Diritto

Transazione fiscale, senza regolamentazione il ricalcolo dei tempi se il piano viene rivisto

La norma non disciplina i casi in cui la proposta viene modificata nella trattativa

di Giulio Andreani

Nel caso in cui la proposta inizialmente presentata sia stata oggetto di modifiche nel corso delle trattative condotte con le agenzie fiscali, il termine di 90 giorni non può decorrere nuovamente dalla presentazione di ogni modifica, come alcuni uffici periferici dell’amministrazione finanziaria invece ritengono.

Infatti, variazioni della proposta originaria sono fisiologiche, non influenzano la situazione debitoria e finanziaria e generalmente non stravolgono il piano di risanamento già presentato. Pertanto, il termine di 90 giorni, incrementato dell’ulteriore termine di 30 giorni previsto per l’opposizione, è stato evidentemente determinato dal legislatore considerando anche gli effetti delle trattative che fisiologicamente seguono la presentazione della proposta e le modifiche che inevitabilmente ne derivano.

Per contro, è necessario evitare, da parte dei contribuenti, condotte non informate al principio di trasparenza e leale collaborazione, quali potrebbero essere, ad esempio, quelle costituite dalla introduzione di modifiche della proposta proprio allo spirare del novantesimo giorno, in assenza di interlocuzioni precedenti con gli uffici finanziari mediante le quali siano state adeguatamente illustrate.

Le norme vigenti, ove interpretate alla luce del principio di trasparenza e leale collaborazione, già forniscono, quindi, una soluzione, ma una sua espressa regolamentazione è comunque da ritenersi opportuna. A questo fine potrebbe essere utile una revisione dell’articolo 63, comma 2, del Codice, prevedendo che, in caso di modifica della proposta di transazione, il termine di 90 giorni sia da intendersi prorogato di un numero di giorni pari alla metà di quelli trascorsi dalla data di presentazione della proposta (ad esempio, nel caso di proposta depositata da 70 giorni il temine di 90 giorni diverrebbe di 125, con un residuo margine di 55 giorni a favore dell’amministrazione finanziaria, e, per una proposta presentata da 80 giorni, tale temine diverrebbe di 130 giorni, con un residuo margine di 50 giorni).
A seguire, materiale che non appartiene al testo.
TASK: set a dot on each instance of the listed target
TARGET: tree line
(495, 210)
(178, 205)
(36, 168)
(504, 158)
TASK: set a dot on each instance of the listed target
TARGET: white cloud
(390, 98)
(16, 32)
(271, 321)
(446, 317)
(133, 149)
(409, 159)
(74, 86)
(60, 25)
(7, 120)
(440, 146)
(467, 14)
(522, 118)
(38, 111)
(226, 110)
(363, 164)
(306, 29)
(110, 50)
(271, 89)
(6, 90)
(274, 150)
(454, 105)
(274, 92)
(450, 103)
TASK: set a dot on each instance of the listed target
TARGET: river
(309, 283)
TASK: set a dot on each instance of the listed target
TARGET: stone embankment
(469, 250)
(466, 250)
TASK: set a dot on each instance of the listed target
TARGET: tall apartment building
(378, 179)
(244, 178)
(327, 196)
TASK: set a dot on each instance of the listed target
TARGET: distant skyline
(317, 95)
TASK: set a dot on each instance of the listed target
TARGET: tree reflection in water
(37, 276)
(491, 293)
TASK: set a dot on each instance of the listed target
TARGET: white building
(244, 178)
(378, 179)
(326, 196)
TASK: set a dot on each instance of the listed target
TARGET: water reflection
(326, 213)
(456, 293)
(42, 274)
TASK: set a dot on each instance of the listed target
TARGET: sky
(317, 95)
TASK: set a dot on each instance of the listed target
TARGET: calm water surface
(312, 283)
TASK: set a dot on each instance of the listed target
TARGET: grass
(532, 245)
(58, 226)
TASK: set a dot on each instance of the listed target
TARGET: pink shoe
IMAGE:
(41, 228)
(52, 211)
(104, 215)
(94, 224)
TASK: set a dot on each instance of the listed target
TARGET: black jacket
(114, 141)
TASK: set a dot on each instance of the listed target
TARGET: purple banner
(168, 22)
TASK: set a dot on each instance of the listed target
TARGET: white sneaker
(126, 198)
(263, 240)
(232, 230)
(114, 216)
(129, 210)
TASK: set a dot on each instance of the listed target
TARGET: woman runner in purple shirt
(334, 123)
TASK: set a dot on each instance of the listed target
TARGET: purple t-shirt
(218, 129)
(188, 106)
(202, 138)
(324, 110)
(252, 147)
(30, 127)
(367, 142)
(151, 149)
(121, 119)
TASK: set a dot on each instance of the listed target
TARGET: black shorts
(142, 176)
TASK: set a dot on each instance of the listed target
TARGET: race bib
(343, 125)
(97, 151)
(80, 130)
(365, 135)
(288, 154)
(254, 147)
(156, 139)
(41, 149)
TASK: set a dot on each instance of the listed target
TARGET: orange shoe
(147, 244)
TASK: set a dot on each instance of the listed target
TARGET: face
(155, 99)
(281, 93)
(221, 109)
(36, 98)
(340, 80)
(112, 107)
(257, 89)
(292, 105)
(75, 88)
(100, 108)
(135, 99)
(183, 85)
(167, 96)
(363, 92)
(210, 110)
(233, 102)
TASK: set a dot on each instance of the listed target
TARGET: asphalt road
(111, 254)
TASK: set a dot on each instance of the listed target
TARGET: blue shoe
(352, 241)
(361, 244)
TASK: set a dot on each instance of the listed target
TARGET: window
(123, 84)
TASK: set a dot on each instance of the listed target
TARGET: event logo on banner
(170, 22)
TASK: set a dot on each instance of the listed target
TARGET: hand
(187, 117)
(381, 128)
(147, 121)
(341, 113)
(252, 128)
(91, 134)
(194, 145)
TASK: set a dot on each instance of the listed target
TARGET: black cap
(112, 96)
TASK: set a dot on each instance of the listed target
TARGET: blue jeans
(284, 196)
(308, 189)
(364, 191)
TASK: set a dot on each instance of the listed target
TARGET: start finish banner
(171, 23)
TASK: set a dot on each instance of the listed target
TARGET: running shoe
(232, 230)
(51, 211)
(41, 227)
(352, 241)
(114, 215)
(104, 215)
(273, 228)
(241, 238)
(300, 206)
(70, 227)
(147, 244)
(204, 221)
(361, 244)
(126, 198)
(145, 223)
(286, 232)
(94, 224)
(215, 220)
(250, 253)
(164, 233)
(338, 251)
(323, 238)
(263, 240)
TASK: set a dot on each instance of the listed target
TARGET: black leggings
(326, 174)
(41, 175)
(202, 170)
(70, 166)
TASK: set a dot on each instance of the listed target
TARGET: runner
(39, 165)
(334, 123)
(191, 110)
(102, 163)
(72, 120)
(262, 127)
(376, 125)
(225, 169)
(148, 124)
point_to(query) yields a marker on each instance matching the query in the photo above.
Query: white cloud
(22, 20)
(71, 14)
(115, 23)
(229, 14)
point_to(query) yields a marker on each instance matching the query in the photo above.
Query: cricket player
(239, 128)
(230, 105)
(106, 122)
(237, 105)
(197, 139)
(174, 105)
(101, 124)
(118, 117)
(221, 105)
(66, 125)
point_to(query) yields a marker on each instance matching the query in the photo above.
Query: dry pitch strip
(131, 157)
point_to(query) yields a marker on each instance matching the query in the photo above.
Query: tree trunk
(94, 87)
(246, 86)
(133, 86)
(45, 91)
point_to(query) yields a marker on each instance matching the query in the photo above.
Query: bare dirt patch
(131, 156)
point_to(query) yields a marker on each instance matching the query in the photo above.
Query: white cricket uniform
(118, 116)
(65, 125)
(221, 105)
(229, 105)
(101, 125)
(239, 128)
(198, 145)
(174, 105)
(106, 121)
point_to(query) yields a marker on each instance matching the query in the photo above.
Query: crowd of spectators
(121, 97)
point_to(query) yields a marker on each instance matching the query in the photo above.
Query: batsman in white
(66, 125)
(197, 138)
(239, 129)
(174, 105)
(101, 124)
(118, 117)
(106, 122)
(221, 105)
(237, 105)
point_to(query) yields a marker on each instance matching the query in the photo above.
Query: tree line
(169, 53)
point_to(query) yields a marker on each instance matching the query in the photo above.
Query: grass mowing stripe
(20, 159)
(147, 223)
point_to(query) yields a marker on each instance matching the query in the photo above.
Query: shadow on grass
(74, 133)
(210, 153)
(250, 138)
Al tempo stesso sarebbe opportuna una revisione anche dell’articolo 44 del Codice, il quale stabilisce che, a seguito della presentazione della domanda di concordato in bianco (o con riserva), il tribunale fissa un termine compreso tra 30 e 60 giorni, prorogabile su istanza del debitore in presenza di giustificati motivi e in assenza di domande per l’apertura della liquidazione giudiziale, fino a ulteriori 60 giorni, entro il quale il debitore deposita la proposta di concordato preventivo ovvero la domanda di omologazione degli accordi di ristrutturazione dei debiti o del piano di ristrutturazione di cui all’articolo 64-bis del Codice.

Sulla base delle norme vigenti, quando è pendente un’istanza di apertura della liquidazione giudiziale, una domanda di regolazione della crisi deve quindi essere necessariamente depositata, pena l’apertura della liquidazione giudiziale, prima che il termine di 90 giorni sia trascorso, discendendone la sostanziale impossibilità, in presenza di debiti tributari da ristrutturare, di dar corso a un accordo di ristrutturazione dei debiti con transazione fiscale (salvo il caso in cui questa venisse approvata dal Fisco entro tale termine, il che non accade mai) e la conseguente possibilità di far ricorso esclusivamente al concordato.

Il più delle volte tale situazione è da imputare al ritardo con cui il debitore affronta la situazione di crisi in cui viene a trovarsi, ma, ciononostante, un’estensione del termine previsto dall’articolo 44 da 60 a 90 giorni sarebbe opportuna, perché permetterebbe un più proficuo uso degli istituti disciplinati dal Codice per il superamento della crisi, evitando la distorsione evidenziata.